Quest’anno, il nuovo incontro di un Occidente immerso da un anno in una guerra sempre più vasta,
l’umore è stato decisamente diverso. Non invitati la Russia (lo scorso
anno fu invece Mosca a decidere di non andare) e l’Iran, la guerra ha
stravolto ogni sorta di “tecnicismo” in cui spesso l’appuntamento si
ancorava. E stavolta la conferenza è scesa giù giù dai massimi sistemi
fino ai proiettili, o meglio alla loro scarsità. Dettaglio che da solo
racconta il cambio avvenuto nel nostro mondo, a cominciare dall’Europa.
Ieri,
domenica, il tema delle munizioni è stato posto a conclusione
dell’ultima giornata, dal capo della diplomazia Eu, quel Joseph Borrell,
che conosciamo come voce, in tutte le circostanze, di ogni possibile
invito alle negoziazioni. Il diplomatico stavolta è stato invece molto
allarmato, e molto netto: «Ci troviamo in urgente modalità di guerra.
Questa carenza di munizioni deve essere risolta velocemente; in poche
settimane(di tempo, nda)». Sennò «la guerra sarà finita» – e non con una
vittoria, intendeva. Borrell ha anche dato una spiegazione per la
carenza di munizioni: «Succede perché abbiamo dimenticato le guerre
classiche».
Che le scorte di munizioni si stiano rapidamente esaurendo è un
fatto. L’Ucraina sta sparando, secondo stime di esperti, circa 7mila
proiettili al giorno, un terzo in più del volume dei russi. Il
Segretario della Nato Jens Stoltenberg ha alzato l’allarme su questa
scarsità. «L’attuale tasso di consumo per le munizioni dell’Ucraina è
molte volte superiore ai nostro attuale tasso di produzione».
L’importanza
della questione è tale che Borrell ha suggerito di adottare il modello
usato dalla Ue per il vaccino anti Covid. Ha anticipato che alla
riunione di oggi, lunedì, dei ministri degli esteri porterà la proposta
di utilizzare a questo scopo 3,6 miliardi dei fondi Europei, già
stanzianti per iniziative diplomatiche: «Dobbiamo usare quello che gli
Stati membri già hanno».
L’urgenza del suo discorso non è
occasionale. «Per gli aiuti militari deve esser fatto molto di più e
molto più velocemente. Dobbiamo aumentare e accelerare il nostro piano
di appoggio all’Ucraina. Oggi occorrono 10 mesi all’esercito europeo per
comprare un proiettile di 155mm, quasi un anno; e quasi 3 anni per
comprare un missile aria – aria. È un percorso che non funziona con il
tipo di situazione di guerra in cui viviamo».
La conclusione è un
passo avanti decisivo per la creazione di un bilancio militare comune:
«La difesa rimane un settore di competenza di ciascun Stato» ricorda
Borrell, «ma se i vari stati faranno un aumento ciascuno per sé,
aumenteremo i duplicati e non chiuderemo mai i buchi nella rete».

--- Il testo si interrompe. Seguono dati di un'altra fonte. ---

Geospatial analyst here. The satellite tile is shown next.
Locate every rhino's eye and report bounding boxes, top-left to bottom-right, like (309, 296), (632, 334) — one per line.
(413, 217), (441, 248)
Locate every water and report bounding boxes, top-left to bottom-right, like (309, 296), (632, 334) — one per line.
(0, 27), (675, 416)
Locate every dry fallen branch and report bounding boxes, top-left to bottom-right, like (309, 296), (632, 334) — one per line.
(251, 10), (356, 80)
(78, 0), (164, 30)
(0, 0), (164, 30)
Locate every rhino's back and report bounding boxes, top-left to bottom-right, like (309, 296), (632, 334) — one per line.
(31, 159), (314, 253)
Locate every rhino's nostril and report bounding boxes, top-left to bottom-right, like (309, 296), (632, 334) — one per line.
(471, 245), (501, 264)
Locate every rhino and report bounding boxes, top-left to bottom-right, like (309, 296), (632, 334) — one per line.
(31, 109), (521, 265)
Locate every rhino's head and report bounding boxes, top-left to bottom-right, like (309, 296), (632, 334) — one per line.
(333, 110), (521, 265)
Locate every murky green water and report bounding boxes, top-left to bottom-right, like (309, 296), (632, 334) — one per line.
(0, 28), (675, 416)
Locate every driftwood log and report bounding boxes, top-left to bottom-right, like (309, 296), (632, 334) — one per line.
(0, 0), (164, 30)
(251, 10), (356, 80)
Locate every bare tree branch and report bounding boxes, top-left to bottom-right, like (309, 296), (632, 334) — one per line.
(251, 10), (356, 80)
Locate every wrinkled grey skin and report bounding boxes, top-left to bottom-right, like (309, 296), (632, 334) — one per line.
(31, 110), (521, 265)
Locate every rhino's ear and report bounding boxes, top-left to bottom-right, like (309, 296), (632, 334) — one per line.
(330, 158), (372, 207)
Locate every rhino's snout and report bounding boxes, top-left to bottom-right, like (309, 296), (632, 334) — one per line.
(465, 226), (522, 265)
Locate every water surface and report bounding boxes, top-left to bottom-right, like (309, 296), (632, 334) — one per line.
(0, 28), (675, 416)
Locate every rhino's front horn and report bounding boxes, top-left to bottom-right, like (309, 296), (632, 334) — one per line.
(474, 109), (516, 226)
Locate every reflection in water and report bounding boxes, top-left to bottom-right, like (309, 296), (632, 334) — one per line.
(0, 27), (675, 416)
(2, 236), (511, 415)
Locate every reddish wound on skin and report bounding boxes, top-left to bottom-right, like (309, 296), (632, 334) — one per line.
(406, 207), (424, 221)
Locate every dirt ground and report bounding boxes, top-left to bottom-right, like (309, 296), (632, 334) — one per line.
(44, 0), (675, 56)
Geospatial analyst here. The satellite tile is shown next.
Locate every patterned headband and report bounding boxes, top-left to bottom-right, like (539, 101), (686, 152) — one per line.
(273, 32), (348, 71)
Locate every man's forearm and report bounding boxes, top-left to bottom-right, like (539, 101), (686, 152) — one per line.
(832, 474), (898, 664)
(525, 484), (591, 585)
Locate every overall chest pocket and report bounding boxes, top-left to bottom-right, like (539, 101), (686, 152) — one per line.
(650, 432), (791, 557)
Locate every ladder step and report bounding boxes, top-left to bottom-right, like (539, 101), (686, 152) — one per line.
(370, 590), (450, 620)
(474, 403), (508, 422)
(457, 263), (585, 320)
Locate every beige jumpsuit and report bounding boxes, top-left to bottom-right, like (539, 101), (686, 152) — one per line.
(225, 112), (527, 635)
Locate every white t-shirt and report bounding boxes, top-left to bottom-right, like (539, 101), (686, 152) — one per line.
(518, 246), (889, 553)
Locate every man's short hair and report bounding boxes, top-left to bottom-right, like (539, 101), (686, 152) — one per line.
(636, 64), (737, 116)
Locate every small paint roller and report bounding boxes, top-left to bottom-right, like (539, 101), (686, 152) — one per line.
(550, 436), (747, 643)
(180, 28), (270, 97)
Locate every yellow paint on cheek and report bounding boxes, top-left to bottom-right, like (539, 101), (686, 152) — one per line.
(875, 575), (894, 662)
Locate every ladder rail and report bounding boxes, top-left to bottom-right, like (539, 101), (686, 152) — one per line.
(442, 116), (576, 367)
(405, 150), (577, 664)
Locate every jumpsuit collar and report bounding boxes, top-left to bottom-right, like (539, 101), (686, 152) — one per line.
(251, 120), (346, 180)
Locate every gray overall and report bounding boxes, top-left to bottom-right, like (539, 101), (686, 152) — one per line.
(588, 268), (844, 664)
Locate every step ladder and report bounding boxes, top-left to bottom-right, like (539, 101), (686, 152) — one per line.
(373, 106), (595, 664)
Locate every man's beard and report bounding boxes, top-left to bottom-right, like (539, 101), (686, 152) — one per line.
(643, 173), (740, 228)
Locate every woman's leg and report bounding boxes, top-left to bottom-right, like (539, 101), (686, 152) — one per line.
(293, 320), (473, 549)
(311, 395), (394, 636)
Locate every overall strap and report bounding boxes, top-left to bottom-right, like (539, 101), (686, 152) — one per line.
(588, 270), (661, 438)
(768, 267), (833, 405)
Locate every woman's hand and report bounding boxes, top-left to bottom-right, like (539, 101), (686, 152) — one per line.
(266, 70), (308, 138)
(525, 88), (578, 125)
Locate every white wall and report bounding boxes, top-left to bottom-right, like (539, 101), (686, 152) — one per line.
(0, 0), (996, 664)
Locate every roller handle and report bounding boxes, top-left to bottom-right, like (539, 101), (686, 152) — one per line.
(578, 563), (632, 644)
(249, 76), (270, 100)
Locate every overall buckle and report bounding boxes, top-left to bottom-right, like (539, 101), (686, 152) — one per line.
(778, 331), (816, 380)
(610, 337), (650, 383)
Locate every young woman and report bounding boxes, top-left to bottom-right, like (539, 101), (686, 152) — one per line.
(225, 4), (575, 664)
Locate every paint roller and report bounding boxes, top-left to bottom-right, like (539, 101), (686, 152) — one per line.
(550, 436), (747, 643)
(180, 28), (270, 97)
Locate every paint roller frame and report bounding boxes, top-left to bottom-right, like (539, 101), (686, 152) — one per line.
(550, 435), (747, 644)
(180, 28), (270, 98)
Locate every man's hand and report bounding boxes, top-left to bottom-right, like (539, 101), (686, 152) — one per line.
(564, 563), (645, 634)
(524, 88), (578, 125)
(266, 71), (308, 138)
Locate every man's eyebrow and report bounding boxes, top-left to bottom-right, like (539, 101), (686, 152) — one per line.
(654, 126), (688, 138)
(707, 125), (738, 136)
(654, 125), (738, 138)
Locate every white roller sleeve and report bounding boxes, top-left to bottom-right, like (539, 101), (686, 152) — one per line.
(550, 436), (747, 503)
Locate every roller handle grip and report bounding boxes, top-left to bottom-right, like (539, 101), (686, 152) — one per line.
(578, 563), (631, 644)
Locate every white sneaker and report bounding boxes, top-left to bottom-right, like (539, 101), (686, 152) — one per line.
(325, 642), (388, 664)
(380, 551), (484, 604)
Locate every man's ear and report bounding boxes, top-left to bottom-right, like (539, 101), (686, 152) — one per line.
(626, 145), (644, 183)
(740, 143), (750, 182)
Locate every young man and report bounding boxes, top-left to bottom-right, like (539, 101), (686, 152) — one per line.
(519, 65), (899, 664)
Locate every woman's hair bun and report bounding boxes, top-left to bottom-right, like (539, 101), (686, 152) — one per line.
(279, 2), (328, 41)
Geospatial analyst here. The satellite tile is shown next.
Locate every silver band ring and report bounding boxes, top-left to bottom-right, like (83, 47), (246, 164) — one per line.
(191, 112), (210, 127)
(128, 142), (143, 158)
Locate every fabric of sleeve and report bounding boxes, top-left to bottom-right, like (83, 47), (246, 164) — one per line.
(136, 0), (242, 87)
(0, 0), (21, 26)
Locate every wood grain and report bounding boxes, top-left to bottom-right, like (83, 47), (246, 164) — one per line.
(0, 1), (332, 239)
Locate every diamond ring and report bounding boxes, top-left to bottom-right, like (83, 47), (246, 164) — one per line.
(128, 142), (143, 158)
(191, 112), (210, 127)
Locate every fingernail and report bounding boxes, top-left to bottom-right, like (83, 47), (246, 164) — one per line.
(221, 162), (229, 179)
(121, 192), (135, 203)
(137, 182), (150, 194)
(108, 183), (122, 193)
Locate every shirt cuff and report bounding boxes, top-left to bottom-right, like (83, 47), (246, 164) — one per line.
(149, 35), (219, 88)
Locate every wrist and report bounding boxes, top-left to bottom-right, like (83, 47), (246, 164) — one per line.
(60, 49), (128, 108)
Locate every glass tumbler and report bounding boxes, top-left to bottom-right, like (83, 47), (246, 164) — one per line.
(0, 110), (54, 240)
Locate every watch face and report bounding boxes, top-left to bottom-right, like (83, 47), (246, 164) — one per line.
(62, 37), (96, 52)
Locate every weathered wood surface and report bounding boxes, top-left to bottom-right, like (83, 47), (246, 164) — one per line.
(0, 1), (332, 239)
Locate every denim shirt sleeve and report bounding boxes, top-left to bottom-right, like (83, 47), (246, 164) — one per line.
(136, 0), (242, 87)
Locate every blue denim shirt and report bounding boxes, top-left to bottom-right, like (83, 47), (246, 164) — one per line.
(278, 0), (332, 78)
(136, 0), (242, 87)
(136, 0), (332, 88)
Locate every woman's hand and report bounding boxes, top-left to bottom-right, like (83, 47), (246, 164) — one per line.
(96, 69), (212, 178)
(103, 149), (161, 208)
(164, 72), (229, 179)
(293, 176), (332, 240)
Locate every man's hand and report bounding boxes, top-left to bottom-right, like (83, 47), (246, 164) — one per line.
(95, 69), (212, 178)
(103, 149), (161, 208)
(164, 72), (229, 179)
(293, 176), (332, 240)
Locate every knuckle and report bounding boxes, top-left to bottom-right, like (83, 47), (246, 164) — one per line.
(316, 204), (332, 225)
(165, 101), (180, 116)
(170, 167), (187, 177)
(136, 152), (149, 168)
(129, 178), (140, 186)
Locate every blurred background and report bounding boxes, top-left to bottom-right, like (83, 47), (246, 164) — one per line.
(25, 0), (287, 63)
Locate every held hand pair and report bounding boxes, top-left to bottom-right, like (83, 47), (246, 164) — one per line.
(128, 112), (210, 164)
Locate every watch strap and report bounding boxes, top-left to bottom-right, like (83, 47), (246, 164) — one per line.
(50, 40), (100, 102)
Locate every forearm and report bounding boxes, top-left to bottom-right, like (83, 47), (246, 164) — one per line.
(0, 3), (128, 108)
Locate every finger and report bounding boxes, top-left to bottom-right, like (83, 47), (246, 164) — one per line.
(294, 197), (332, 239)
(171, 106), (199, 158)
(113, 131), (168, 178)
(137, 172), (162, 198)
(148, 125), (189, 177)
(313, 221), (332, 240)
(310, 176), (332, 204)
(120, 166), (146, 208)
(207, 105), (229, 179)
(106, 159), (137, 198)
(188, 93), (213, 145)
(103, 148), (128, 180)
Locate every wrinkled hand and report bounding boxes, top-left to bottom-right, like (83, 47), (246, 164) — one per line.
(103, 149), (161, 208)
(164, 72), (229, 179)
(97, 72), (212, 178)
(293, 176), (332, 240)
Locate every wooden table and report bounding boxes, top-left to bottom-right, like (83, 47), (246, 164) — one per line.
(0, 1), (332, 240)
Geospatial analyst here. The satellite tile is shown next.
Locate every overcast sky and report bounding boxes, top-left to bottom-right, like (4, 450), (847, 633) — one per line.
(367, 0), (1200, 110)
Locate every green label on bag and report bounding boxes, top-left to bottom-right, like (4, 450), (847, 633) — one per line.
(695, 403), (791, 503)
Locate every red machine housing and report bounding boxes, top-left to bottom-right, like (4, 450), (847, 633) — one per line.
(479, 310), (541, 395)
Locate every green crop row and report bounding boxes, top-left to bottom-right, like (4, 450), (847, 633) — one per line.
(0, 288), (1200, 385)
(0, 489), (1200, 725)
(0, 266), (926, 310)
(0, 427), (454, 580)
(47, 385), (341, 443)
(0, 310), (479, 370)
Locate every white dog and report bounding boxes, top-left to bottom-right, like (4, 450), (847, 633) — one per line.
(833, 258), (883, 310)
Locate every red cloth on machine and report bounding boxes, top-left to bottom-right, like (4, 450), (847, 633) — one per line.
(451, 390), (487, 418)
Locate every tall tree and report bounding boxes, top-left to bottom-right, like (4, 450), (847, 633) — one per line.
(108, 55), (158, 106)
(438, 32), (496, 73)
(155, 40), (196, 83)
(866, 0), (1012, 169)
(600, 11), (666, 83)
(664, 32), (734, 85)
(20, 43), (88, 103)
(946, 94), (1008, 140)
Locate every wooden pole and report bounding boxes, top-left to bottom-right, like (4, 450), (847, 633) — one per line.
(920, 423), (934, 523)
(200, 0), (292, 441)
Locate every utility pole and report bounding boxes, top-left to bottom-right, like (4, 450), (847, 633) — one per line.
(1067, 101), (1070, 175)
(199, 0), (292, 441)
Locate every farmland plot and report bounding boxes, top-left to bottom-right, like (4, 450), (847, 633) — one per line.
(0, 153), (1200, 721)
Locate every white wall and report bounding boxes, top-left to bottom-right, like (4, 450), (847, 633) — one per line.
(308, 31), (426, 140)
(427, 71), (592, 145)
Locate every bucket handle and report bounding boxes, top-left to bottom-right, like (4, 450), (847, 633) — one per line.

Finora, conclude, «abbiamo perso troppo tempo per prendere decisioni
fondamentali, tipo inviare i carriarmati». «La guerra in Ucraina può
agire come un risveglio e un incentivo contro i tabù, aumentando la
operatività della difesa di tutta l’Europa». Consapevole delle
implicazioni di questo invito, il diplomatico, ha precisato che il suo
scopo non è la militarizzazione dell’Europa, ma sostenere che l’Europa
debba «assumersi le proprie responsabilità, in modo da diventare un
potente e affidabile partner degli Usa».